At the recent IETF meeting in Prague, one of the hot areas was the RTCWEB stuff. The short explanation (Real-Time Communication over the web) is that the browser should become a full audio/video client. The browser needs to get access to hardware and OS resources so a full, high-quality video client can run live inside the browser. This is of course something that Google (Google Talk) and Skype are very interested in enabling.
There are two technical areas that are of particular interest (skip to the last paragraph if you are not too technically inclined…). The first is the interface between the audio/video (RTC) client running in the browser (probably downloaded as part of a web site in the form of Javascript or Java) and the browser itself. An RTC client must be able to request audio and video from the browser (and the browser must know how to access microphone and camera in the OS), but more importantly, for this to scale, the browser must be able to set up an audio/video session directly with another browser (the other person you are calling). The reason is that the alternative, going through a server on the Internet, is costly. The current browser security model only allows a direct connection to the server where you downloaded the web page containing the Java/Javascript, so an important part of the work will be to figure out how to solve this without introducing security issues. It seems that everybody agrees that the browser’s interface (API) used by the Javascript/Java RTC client should be standardized to allow a single RTC client implementation to run on many different browsers.
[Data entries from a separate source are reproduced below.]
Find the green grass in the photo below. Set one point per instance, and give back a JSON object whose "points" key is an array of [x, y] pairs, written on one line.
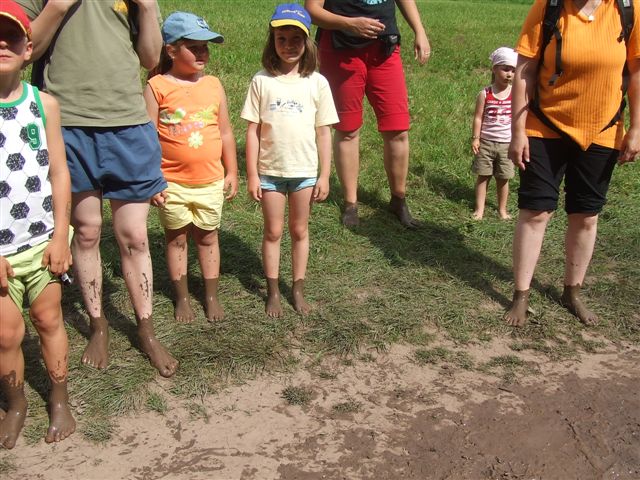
{"points": [[295, 395], [373, 286]]}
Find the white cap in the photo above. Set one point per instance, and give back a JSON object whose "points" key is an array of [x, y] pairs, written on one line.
{"points": [[504, 56]]}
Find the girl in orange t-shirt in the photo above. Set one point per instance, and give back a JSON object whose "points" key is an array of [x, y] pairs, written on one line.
{"points": [[199, 162], [579, 144]]}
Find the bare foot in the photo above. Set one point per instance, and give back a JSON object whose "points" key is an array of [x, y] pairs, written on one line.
{"points": [[158, 355], [12, 421], [183, 312], [571, 300], [61, 422], [273, 307], [350, 215], [517, 314], [213, 309], [398, 206], [299, 303], [96, 354]]}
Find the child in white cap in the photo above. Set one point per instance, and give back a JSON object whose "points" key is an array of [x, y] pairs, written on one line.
{"points": [[492, 133]]}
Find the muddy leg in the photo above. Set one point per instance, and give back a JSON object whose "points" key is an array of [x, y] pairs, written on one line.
{"points": [[13, 421], [183, 312], [214, 310], [517, 314], [571, 301], [273, 306], [96, 353], [158, 355], [299, 303], [350, 215], [61, 422]]}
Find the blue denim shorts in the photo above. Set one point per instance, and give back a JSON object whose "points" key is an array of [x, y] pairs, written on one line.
{"points": [[285, 184], [122, 162]]}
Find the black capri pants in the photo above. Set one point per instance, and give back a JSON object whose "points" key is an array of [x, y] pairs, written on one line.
{"points": [[586, 176]]}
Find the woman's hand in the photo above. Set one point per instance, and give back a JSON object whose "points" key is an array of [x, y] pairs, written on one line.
{"points": [[519, 150], [320, 190], [630, 146], [421, 48], [365, 27], [230, 186], [253, 187]]}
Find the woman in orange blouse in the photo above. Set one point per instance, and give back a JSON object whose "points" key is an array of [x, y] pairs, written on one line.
{"points": [[577, 141]]}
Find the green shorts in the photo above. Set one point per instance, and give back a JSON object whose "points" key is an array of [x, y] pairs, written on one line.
{"points": [[29, 274], [493, 161]]}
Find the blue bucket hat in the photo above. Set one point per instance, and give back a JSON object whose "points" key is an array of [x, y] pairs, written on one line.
{"points": [[291, 14], [185, 25]]}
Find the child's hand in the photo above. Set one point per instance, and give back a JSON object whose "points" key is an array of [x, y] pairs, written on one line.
{"points": [[519, 150], [57, 255], [320, 190], [231, 186], [6, 272], [475, 145], [159, 199], [253, 187]]}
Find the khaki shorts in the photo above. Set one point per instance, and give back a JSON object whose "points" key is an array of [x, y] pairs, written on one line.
{"points": [[29, 274], [197, 204], [493, 161]]}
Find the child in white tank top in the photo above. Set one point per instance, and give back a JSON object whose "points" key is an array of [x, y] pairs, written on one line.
{"points": [[492, 133]]}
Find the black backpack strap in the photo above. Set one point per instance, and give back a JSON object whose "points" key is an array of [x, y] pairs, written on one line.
{"points": [[37, 68], [550, 29], [626, 18]]}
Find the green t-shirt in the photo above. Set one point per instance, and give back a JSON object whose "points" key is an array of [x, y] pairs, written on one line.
{"points": [[94, 70]]}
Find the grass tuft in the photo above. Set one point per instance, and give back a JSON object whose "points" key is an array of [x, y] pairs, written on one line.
{"points": [[297, 395]]}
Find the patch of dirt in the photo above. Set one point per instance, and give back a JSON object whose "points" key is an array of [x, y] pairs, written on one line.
{"points": [[569, 420]]}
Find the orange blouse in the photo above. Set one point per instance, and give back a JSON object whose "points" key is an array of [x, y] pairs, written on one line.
{"points": [[188, 129], [587, 95]]}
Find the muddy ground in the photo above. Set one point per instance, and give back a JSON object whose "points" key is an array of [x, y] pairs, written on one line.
{"points": [[385, 418]]}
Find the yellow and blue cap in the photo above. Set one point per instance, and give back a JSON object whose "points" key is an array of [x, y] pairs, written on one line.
{"points": [[291, 14]]}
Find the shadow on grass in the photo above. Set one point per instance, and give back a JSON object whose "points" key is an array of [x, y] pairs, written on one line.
{"points": [[436, 246]]}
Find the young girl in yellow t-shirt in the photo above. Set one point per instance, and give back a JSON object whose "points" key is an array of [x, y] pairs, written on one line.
{"points": [[289, 108], [199, 162]]}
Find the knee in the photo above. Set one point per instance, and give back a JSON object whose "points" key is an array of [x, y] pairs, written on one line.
{"points": [[87, 234], [134, 240], [534, 217], [583, 221], [351, 136], [298, 232], [272, 233], [47, 321], [396, 137], [11, 333], [207, 238]]}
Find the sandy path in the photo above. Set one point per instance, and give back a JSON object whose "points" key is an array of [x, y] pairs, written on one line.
{"points": [[578, 419]]}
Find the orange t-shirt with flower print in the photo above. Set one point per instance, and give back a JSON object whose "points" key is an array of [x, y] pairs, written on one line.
{"points": [[587, 95], [188, 129]]}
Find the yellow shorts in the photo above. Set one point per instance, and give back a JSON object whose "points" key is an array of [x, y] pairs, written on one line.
{"points": [[197, 204], [29, 274]]}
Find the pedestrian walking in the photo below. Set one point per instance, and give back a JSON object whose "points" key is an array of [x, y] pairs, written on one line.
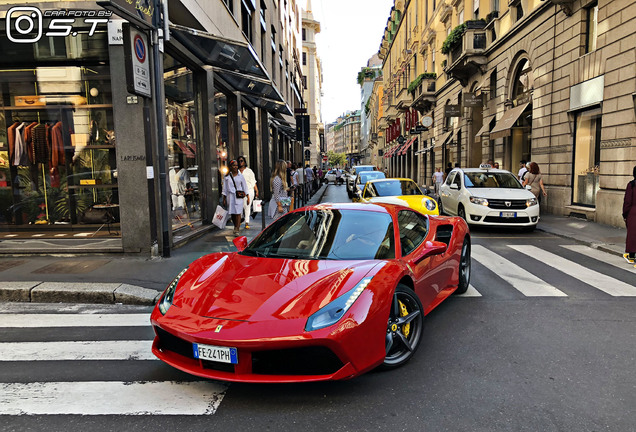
{"points": [[534, 179], [280, 202], [629, 215], [234, 192], [252, 189], [438, 178]]}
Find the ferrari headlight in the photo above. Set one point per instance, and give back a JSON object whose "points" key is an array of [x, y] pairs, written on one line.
{"points": [[479, 201], [168, 295], [331, 313], [429, 204]]}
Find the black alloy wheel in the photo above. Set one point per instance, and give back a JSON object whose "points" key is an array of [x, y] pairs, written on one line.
{"points": [[404, 329], [464, 268]]}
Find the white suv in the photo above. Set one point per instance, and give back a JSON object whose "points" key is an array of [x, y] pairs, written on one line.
{"points": [[485, 196]]}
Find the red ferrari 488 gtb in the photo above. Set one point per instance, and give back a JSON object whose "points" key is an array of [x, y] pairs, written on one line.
{"points": [[325, 292]]}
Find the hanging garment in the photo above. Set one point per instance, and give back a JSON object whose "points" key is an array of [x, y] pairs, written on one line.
{"points": [[21, 157]]}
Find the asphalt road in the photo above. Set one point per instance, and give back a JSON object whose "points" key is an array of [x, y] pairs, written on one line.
{"points": [[545, 340]]}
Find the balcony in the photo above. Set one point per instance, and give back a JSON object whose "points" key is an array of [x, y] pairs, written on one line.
{"points": [[468, 57], [403, 100], [424, 95]]}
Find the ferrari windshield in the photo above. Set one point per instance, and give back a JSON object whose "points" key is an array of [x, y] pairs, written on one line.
{"points": [[327, 234], [394, 188], [491, 180]]}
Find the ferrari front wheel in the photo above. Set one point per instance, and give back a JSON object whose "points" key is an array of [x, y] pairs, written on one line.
{"points": [[404, 329]]}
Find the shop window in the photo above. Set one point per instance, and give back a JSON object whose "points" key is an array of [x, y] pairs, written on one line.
{"points": [[587, 155], [591, 30], [184, 145]]}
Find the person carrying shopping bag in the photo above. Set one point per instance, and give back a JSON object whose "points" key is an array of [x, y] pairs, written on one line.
{"points": [[234, 193], [252, 189]]}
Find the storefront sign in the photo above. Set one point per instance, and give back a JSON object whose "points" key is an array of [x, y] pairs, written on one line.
{"points": [[140, 12], [137, 64]]}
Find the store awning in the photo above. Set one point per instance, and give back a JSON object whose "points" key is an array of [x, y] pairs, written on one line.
{"points": [[407, 146], [483, 130], [505, 123], [236, 63]]}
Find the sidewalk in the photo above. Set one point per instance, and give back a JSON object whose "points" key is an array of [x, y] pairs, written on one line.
{"points": [[111, 278]]}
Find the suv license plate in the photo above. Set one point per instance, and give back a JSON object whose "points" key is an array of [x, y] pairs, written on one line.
{"points": [[215, 353]]}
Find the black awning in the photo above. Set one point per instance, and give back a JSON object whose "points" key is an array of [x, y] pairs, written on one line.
{"points": [[220, 52]]}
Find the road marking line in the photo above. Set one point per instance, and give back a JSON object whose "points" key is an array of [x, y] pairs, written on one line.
{"points": [[76, 350], [111, 398], [609, 285], [522, 280], [608, 258], [74, 320]]}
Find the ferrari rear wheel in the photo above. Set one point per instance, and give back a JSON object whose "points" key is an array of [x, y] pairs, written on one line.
{"points": [[404, 330], [464, 268]]}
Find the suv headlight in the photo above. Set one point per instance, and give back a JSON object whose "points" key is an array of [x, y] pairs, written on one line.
{"points": [[429, 204], [479, 201], [331, 313], [168, 295]]}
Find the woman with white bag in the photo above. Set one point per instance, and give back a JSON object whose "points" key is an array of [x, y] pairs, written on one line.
{"points": [[234, 193], [252, 189]]}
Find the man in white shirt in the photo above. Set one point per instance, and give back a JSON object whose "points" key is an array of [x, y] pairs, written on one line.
{"points": [[523, 170]]}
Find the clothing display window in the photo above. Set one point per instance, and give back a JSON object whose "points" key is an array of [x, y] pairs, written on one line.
{"points": [[183, 145], [58, 169]]}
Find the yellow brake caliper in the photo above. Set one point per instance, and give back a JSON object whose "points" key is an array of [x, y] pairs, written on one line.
{"points": [[404, 312]]}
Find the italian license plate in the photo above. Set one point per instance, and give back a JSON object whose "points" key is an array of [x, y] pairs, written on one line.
{"points": [[215, 353]]}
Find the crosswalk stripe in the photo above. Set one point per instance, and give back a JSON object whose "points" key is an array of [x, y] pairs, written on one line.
{"points": [[111, 398], [609, 285], [608, 258], [73, 320], [76, 350], [521, 279], [470, 292]]}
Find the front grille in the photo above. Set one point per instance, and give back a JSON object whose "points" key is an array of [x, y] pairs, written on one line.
{"points": [[501, 204], [496, 219], [170, 342], [296, 361]]}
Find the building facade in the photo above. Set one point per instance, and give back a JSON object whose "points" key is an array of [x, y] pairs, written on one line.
{"points": [[110, 143], [549, 81]]}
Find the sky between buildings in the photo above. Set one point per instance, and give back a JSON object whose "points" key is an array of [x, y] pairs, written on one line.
{"points": [[351, 32]]}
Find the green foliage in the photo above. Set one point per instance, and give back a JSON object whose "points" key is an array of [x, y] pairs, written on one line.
{"points": [[417, 81], [336, 159], [454, 38]]}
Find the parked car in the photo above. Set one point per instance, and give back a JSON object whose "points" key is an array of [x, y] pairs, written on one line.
{"points": [[362, 179], [352, 177], [486, 196], [400, 191], [326, 292]]}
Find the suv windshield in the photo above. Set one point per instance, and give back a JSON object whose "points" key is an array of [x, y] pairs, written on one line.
{"points": [[395, 188], [327, 234], [491, 180]]}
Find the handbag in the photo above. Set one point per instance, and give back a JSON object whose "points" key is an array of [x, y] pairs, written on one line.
{"points": [[239, 194], [257, 206], [220, 217]]}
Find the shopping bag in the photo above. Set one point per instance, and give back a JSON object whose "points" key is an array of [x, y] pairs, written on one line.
{"points": [[257, 206], [220, 217]]}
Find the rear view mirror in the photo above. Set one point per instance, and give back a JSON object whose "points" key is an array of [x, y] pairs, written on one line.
{"points": [[240, 243]]}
This would allow you to write one RTC client embedded in a web page and it will run in many browsers. Specifying such an API is within the W3C organization’s domain and the W3C is involved in the RTCWEB work.
More controversial, the second interface makes for more interesting discussions and possibly strategic consequences. The RTC client running inside the browser needs to communicate with a server or network to make and receive calls. It needs to register somewhere, “here I am, I’m ready to receive calls!” and it needs to be able to make calls, “please connect me with the following address!” The question is: Should this interface be standardized or should the RTC client just communicate with the central server using a proprietary protocol? The argument for the latter is that it will stimulate innovation and that the above API and how to set up the browser-to-browser media sessions are the only elements that should be standardized. Well, it is likely that mechanisms like ICE may be of use in setting up a session, and there will be media parameters etc that must be communicated as part of setting up a session, so what has already been solved using SIP must be mapped into the protocol between the RTC client and the server that connects the calls, whether it is proprietary or not. Although I’m favorable to the argument that using SIP between the RTC client and the server creates a lot of overhead if you only need a small part for your application, it seems a bit unnecessary that every RTC client implementer has to come up with a new way of setting up a session and exchanging the necessary parameters.
At a higher level, though, what if a Javascript RTC client can leverage a full SIP stack in the browser? Doesn’t that mean that any high-school student could add additional value on top instead of writing a lot of low-level client/server code? If that functionality is not available, both client and server-side code must be developed before the RTC capabilities of the browser can be used. On the other hand, in order to use a SIP stack in the browser, you would need a SIP service running on your server. If you don’t have SIP in the browser, you have to invent your own client-server protocol and you could use simple XML-based exchanges from the Javascript client to your server to set up a session.
Pondering this a bit I get the feeling that no standardization of the RTC client-server interface would spur innovation for small, light-weight applications, but that any real audio/video/IM client implementation would require quite a bit of work to get right. This in reality favors larger vendors with lots of resources. As you probably can choose to adopt a light-weight client/server protocol even if there is a full SIP stack in the browser (or at least, it should be possible to design in way that this is possible), I don’t really see the downside (beyond standardization body cycles) of standardizing how SIP should work between a browser and a web server, probably over port 443/80.
So, what are the consequences for companies like Cisco? We would really welcome video capabilities within the browser. For example, our PrecisionUSB camera would be possible to use to get a high-quality video source. Of course, having a large install base, we would like to ensure compatibility with existing SIP systems and avoid interoperability through a gateway. Gateways are always expensive (especially media gateways) and reduces the functionality that can flow over the gateway. I would love to see the possibility of creating a browser-based client, but if the quality ends up as a least common denominator (i.e. not possible to add codecs to improve quality or extend beyond APIs/protocols to improve functionality), I feel we haven’t gained much. Indeed, enabling a basic real-time communication experience through free services would be beneficial to everybody, but if we do it in a way that allows high-school students as well as large corporations to innovate on top of it, I believe we have much more to gain.